Chapter 4. Overview of Attacking Android Apps

This chapter gives an overview of attack surface of Android. We will discuss the possible attacks on Android apps, devices, and other components in application architecture. Essentially, we will build a simple threat model for a traditional application that communicates with databases over the network. It is essential to understand the possible threats that an application may come across, in order to understand what to test during a penetration test. This chapter is a high level overview and contains lesser technical details.

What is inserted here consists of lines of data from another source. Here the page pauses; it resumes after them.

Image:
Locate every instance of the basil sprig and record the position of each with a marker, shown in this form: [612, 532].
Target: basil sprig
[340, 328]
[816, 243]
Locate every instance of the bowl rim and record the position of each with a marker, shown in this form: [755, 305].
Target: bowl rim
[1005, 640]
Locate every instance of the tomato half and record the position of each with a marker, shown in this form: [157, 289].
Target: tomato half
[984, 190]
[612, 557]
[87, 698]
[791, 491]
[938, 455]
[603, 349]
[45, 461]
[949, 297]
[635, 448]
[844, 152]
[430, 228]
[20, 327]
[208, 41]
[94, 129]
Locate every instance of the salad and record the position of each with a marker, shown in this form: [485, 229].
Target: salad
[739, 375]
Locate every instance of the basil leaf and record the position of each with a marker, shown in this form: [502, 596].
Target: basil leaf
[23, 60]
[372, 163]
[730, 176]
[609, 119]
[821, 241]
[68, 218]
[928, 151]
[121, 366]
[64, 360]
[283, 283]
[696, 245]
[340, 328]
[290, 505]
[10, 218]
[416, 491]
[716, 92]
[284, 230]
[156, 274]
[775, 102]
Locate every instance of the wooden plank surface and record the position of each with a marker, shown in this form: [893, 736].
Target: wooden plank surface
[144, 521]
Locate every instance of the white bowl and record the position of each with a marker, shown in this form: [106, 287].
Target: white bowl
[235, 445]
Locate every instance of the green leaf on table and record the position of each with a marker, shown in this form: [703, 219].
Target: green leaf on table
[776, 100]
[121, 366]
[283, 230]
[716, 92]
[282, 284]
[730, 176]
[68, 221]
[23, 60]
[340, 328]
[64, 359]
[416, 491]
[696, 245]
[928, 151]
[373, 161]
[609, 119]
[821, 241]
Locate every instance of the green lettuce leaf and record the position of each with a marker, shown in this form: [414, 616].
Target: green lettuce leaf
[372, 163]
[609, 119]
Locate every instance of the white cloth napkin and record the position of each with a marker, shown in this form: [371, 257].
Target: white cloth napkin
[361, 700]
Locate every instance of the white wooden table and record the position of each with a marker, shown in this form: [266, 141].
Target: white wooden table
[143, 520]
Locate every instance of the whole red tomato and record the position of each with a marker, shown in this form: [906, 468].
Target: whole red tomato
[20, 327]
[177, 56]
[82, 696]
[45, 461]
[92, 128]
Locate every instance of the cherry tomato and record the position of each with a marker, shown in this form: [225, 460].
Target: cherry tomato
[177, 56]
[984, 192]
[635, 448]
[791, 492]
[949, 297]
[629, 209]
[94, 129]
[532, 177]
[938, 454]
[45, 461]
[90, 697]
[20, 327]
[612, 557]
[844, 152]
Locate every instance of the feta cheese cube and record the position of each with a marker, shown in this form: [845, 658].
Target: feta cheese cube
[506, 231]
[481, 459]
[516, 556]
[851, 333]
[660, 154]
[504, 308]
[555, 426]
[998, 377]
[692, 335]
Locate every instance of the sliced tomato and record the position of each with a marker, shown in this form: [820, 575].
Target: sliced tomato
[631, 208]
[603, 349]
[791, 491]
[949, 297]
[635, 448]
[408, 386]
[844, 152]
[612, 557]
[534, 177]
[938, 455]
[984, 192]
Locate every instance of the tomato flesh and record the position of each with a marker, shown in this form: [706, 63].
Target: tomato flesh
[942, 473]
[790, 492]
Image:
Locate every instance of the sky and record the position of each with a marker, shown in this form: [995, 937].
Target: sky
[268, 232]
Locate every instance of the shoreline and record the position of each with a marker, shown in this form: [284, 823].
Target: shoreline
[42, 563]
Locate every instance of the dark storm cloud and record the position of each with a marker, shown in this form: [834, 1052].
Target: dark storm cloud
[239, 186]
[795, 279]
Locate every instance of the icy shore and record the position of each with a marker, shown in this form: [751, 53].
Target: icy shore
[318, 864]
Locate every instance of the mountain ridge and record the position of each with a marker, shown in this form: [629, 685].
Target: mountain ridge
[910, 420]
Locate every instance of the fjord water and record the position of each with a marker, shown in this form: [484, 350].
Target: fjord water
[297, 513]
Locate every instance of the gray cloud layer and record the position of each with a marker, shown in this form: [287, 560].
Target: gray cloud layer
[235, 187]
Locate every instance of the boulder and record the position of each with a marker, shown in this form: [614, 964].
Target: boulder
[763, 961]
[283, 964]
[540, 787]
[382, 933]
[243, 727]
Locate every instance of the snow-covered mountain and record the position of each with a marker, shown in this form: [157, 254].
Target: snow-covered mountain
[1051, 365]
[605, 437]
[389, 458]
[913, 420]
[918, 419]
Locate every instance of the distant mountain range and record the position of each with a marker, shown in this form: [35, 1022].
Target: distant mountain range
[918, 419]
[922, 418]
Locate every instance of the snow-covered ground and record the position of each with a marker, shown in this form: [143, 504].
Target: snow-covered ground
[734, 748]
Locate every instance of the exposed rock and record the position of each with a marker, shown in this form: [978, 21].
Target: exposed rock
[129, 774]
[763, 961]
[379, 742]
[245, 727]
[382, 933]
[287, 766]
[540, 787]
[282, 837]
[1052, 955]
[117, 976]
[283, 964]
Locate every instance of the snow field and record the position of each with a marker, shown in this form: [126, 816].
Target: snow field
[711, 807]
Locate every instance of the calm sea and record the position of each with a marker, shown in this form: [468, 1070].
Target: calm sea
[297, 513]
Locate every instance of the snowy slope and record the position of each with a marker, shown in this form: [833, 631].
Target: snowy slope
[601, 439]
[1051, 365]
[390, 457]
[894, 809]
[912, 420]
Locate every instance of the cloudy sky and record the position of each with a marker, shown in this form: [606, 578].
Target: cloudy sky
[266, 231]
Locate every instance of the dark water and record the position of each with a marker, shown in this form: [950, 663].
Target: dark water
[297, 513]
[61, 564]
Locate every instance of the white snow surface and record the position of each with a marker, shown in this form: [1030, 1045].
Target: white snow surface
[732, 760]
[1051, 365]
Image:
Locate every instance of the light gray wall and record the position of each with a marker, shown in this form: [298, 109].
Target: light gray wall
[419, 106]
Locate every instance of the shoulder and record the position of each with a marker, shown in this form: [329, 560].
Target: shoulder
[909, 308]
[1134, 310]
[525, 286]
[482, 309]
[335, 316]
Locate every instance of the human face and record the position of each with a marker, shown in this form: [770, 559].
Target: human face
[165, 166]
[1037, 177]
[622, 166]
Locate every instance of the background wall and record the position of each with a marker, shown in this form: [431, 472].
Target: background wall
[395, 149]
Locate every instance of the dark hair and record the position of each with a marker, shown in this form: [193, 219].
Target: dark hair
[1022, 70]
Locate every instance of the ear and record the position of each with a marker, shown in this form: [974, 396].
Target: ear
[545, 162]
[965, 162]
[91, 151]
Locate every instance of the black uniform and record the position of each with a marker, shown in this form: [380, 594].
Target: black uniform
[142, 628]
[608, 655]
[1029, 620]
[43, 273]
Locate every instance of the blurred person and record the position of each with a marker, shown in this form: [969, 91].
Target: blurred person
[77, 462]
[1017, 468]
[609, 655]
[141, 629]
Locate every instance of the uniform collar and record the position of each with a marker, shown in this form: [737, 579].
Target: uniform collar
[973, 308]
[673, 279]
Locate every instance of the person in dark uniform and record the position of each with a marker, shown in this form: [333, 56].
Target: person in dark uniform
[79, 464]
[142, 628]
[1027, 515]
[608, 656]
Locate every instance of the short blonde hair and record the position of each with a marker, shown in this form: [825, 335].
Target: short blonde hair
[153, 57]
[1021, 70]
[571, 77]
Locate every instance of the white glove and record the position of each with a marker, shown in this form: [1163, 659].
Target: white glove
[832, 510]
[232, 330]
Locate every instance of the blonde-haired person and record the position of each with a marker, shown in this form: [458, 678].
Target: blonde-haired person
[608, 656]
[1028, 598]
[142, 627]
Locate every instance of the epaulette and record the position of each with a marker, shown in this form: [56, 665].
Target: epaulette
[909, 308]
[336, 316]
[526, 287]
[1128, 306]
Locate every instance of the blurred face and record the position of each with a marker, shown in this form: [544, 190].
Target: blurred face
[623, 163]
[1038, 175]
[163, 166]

This chapter covers the following topics:

  • Introduction to Android apps
  • Threat modeling for mobile apps
  • Overview of OWASP mobile top 10 vulnerabilities
  • Introduction to automated tools for Android app assessments

Attacks on mobiles can be categorized into various categories such as exploiting vulnerabilities in the Kernel, attacking vulnerable apps, tricking the users to download and run malwares thus stealing personal data from the device, running misconfigured services on the device, and so on. Though we have multiple categories of attacks on Android, this chapter focuses mainly on attacks at application level. We will discuss various standards and guidelines to test and secure mobile apps. This chapter acts as a baseline for the upcoming chapters in this book.

Introduction to Android apps

Android apps are broadly divided into three types based on how they are developed:

  • Web-based apps
  • Native apps
  • Hybrid apps

Web Based apps

A mobile web app, is exactly what it says it is, an app developed with web technologies like JavaScript or HTML5 to provide interaction, navigation, or customization capabilities. They run within a mobile device's web browser and are rendered by requesting web pages from the backend server. It is not uncommon to see the same application used as a usual browser rendered application and as an app, as it provides benefits of not duplicating the development efforts.

Native apps

Unlike web-based apps, Native mobile apps provide fast performance and a high degree of reliability. They provide fast response time as the entire application is not fetched from the server and it can leverage the fastness of the native support provided by Android. In addition, users can use some apps without an Internet connection. However, apps developed using native technologies are not platform independent and are tied to one particular mobile platform, so organizations are looking for solutions which avoid duplication of efforts across mobile platforms.

Hybrid apps

Hybrid apps try to take the best of both worlds, that is, Native apps and Web apps, and are run on the device like a native app and are written with web technologies (HTML5, CSS, and JavaScript). Hybrid apps run inside a native container, and leverage the device's browser engine (but not the browser) to render the HTML and process the JavaScript locally. A web-to-native abstraction layer enables access to device capabilities that are not accessible in mobile-web applications, such as the accelerometer, camera, and local storage. Usually, these types of apps are developed using frameworks such as PhoneGap, React Native, and so on, however, it's not uncommon to see organizations creating their own containers as well.